With tcpdump, first make sure amount of data transfered matches around
68MB that you expect.. and check for any large gaps in data packets
comming to the client. Also when the client is reading, check netstat on
both client and the datanode.. note the send buffer on datanode and recv
buffer on the client.

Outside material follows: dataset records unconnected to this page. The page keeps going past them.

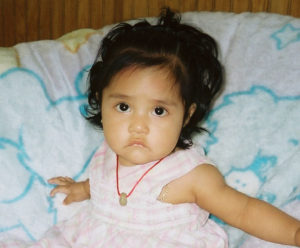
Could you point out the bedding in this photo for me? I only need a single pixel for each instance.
(254, 124)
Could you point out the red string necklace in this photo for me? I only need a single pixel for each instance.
(124, 196)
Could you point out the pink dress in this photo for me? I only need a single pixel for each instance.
(145, 221)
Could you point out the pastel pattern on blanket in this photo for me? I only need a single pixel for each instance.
(40, 138)
(255, 142)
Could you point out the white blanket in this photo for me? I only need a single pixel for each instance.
(254, 126)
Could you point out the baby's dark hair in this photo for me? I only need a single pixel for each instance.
(187, 53)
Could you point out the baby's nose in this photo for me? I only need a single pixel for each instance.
(139, 124)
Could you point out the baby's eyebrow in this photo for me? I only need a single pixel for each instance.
(156, 101)
(119, 96)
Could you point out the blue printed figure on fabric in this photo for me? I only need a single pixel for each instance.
(249, 180)
(33, 148)
(269, 149)
(286, 35)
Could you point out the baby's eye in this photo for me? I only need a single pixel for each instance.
(123, 107)
(159, 111)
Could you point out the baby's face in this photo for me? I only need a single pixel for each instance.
(142, 115)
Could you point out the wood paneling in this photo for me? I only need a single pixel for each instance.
(27, 20)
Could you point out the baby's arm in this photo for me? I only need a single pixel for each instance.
(237, 209)
(75, 191)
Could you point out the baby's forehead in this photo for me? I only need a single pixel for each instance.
(158, 80)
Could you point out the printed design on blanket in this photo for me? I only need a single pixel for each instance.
(286, 35)
(74, 40)
(269, 151)
(10, 56)
(24, 169)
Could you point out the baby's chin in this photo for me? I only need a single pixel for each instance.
(136, 159)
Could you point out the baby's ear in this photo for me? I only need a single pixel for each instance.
(190, 113)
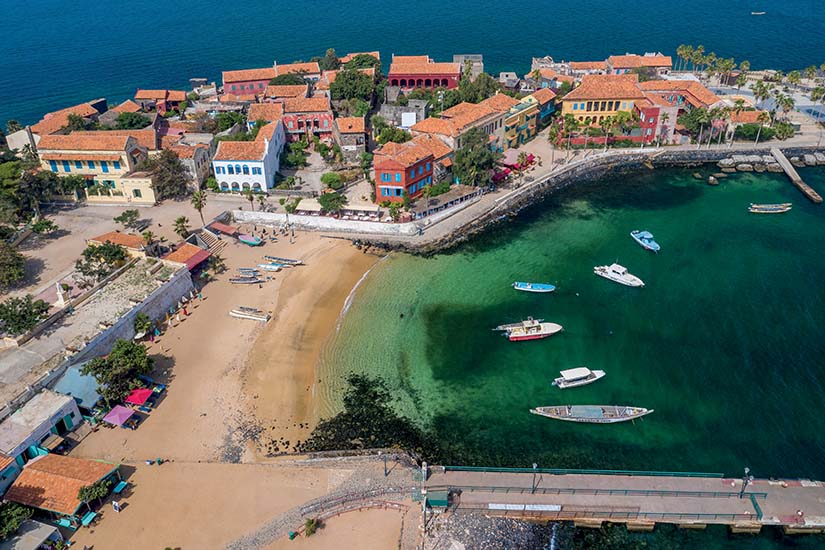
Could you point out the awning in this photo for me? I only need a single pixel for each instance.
(139, 396)
(118, 415)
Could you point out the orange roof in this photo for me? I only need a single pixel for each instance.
(265, 111)
(351, 125)
(55, 121)
(694, 92)
(286, 90)
(544, 95)
(633, 61)
(347, 58)
(405, 154)
(745, 117)
(85, 141)
(243, 75)
(127, 106)
(240, 150)
(292, 68)
(588, 66)
(500, 102)
(306, 105)
(134, 242)
(52, 482)
(603, 86)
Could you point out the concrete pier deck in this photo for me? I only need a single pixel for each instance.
(794, 176)
(637, 500)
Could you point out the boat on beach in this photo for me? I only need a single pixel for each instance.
(580, 376)
(770, 208)
(618, 273)
(645, 240)
(592, 414)
(533, 287)
(530, 329)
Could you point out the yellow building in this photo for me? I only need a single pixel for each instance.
(520, 120)
(106, 162)
(600, 96)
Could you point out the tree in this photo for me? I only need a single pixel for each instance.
(131, 121)
(169, 175)
(11, 516)
(181, 226)
(332, 202)
(12, 265)
(352, 83)
(118, 373)
(199, 203)
(128, 219)
(20, 315)
(474, 161)
(289, 79)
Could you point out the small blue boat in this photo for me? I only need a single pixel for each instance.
(645, 239)
(533, 287)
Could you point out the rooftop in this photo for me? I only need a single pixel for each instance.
(51, 482)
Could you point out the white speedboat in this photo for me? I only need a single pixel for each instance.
(618, 273)
(580, 376)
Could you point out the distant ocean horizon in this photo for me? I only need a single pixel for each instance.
(61, 53)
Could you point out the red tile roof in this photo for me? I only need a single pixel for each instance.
(351, 125)
(51, 482)
(602, 86)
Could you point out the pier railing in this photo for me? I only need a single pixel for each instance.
(563, 471)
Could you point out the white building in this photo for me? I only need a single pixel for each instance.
(241, 165)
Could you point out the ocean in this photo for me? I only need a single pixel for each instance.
(724, 341)
(59, 53)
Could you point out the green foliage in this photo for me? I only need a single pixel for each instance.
(131, 121)
(474, 161)
(12, 265)
(95, 491)
(352, 83)
(12, 515)
(332, 202)
(118, 373)
(20, 315)
(332, 180)
(128, 219)
(170, 176)
(289, 79)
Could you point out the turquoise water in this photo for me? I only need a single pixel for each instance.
(57, 53)
(725, 342)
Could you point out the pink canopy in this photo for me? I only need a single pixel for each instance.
(139, 396)
(118, 415)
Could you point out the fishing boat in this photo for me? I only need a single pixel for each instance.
(580, 376)
(645, 240)
(618, 274)
(533, 287)
(770, 208)
(250, 240)
(531, 329)
(592, 414)
(283, 260)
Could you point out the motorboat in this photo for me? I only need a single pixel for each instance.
(619, 274)
(645, 240)
(592, 414)
(580, 376)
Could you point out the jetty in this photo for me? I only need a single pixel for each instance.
(791, 172)
(639, 499)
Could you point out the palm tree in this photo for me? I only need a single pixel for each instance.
(199, 203)
(181, 226)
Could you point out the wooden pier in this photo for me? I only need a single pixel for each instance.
(794, 176)
(638, 499)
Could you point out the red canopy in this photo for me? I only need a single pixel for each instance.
(139, 396)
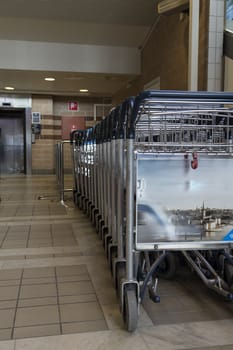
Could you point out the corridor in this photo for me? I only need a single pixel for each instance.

If datanodes send buffer is non-zero most of the
time, then you have some network issue, if recv buffer on client is
full, then client is reading slow for some reason... etc.
hope this helps.
Raghu.
j2eeiscool wrote:
Hi Raghu,
Good catch, thanx. totalBytesRead is not used for any decision etc.
I ran the client from another m/c and read was about 4 times faster.
I have the tcpdump from the original client m/c.
This is probably asking too much but anything in particular I should be
looking in the tcpdump.
Is (tcpdump) about 16 megs in size.
Thanx,
Taj
Raghu Angadi wrote:
Thats too long.. buffer size does not explain it. Only small problem I
see in your code:
> totalBytesRead += bytesReadThisRead;
> fileNotReadFully = (bytesReadThisRead != -1);
totalBytesRead is off by 1. Not sure where totalBytesRead is used.
If you can, try to check tcpdump on your client machine (for datanode
port 50010)
Raghu.
j2eeiscool wrote:
Hi Raghu,
Many thanx for your reply:
The write takes approximately: 11367 millisecs.
The read takes approximately: 1610565 millisecs.
File size is 68573254 bytes and hdfs block size is 64 megs.